Knowing Ruth, she’d insist that we share her passion in today’s environment. So look closely at Chattanooga’s neighborhoods, food deserts, schools, and jails and see how inequities and oppression are not just history. Hear the anguish and ask how our dedication to tikkun olam and social justice can make a difference.
I’m sure that each of us can find the passion, humanity, and generosity to make a difference. I personally draw on my family’s legacy. My great great grandfather Simon Swig, who immigrated from Lithuania in 1875 demonstrated activism as the first Jew in the Massachusetts legislature and the Swig family demonstrated generosity by endowing Brandeis University and the Swig summer Camps. Grandpa Myer Malloy, one of Bermuda’s Founding 400, hired the first black woman in a front office on the island. He had the humanity to built the segregated island’s first shopping mall where the black and white communities bordered so both could benefit.
In the next generation, mom passionately pioneered special education and storytelling as a teaching tool. She became the Education Director of Cincinnati’s Rockdale Temple. Dad, who’d been a US military officer assigned to interrogate Nazi prisoners of war, became CFO of HUC and the American Jewish Archives. They taught us about prejudice and I started carrying the lessons forward even as a teen, working with SNCC, Student Non-violent Coordinating Committee, and picketing Chemical Bank for supporting apartheid South Africa.
But dance was my real dream and I choreographed for the high school dance troupe.
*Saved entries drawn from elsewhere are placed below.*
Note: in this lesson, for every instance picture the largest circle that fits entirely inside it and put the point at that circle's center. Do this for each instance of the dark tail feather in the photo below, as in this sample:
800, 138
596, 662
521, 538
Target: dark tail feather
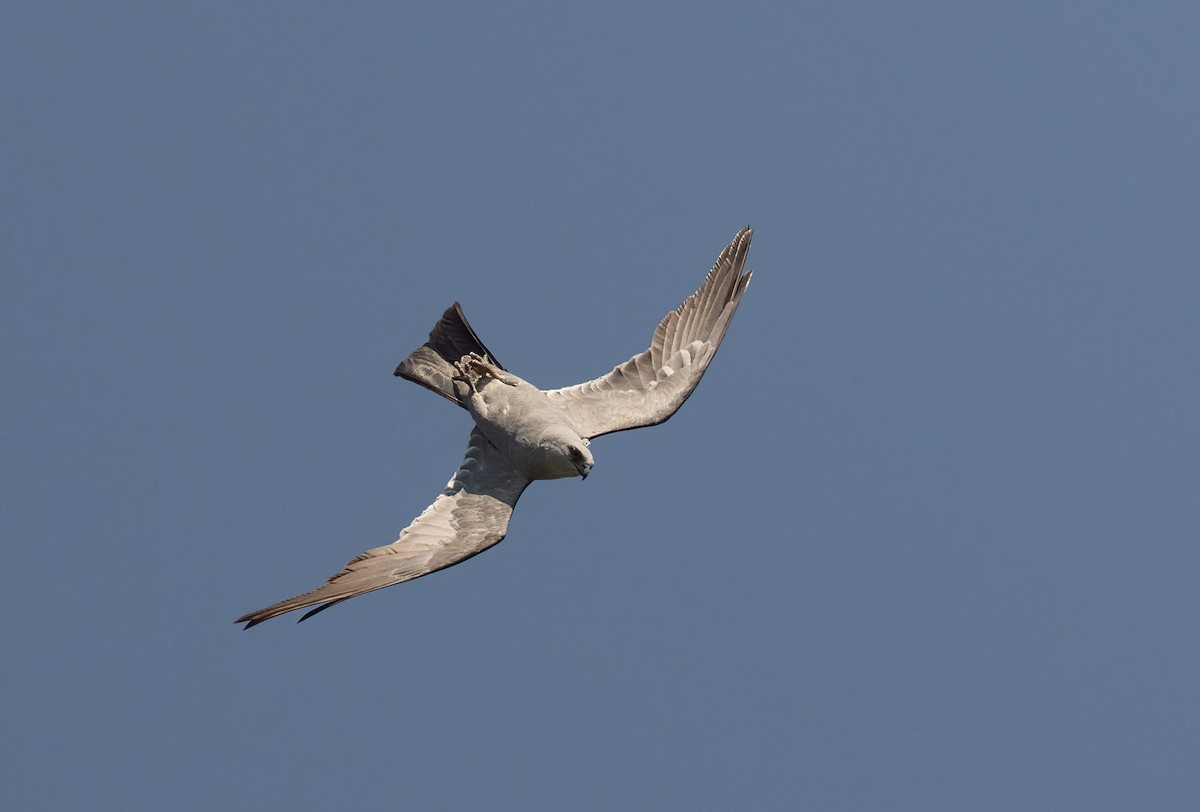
431, 365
Fortunately, a friend saw my deeper self and had me volunteer as a dance teacher at a mostly African American school nearby. I taught them ballet. They taught me break dancing and I experienced how creativity opens doors into new worlds. My bachelors degree in anthropology focused on storytelling and cultural expressions. My Urban Planning masters degree focused on the intersection of culture, religion, economics, and community building.
After graduation, I become the interfaith director of Chicago’s American Jewish Committee, and coordinated the National Workshop on Christian Jewish Relations. I was also part of Chicago’s Black-Jewish dialogue. Given the wild environment of Chicago politics, the dialogue was blunt, fierce, and enlightening.
So thank you Chicago and additional thanks to Tulsa’s Jewish Federation where I joined a commemoration of the Black Wall Street massacre. So how could I not connect with Chattanooga’s African American community when I arrived 23 years ago? It was natural, in addition to joining the ongoing dialogue, to design Federation programs with the Board of Education and Bessie Smith Hall. We arranged for Jewish and African American students to share traditional music and dance on stage. Students from around the county were bussed to Bessie Smith to experience the cultural exchange.
We can’t do that project at Bessie Smith again given how Tennessee has become a new hot spot for COVID-19. And an ongoing Black-Jewish dialogue in person isn’t feasible. But cultural exchanges and dialogue are both doable virtually. And that’s what I propose for us, and others, who want to re-initiate connections and relationships between the African American and Jewish communities. If not, then when. If not us, then who?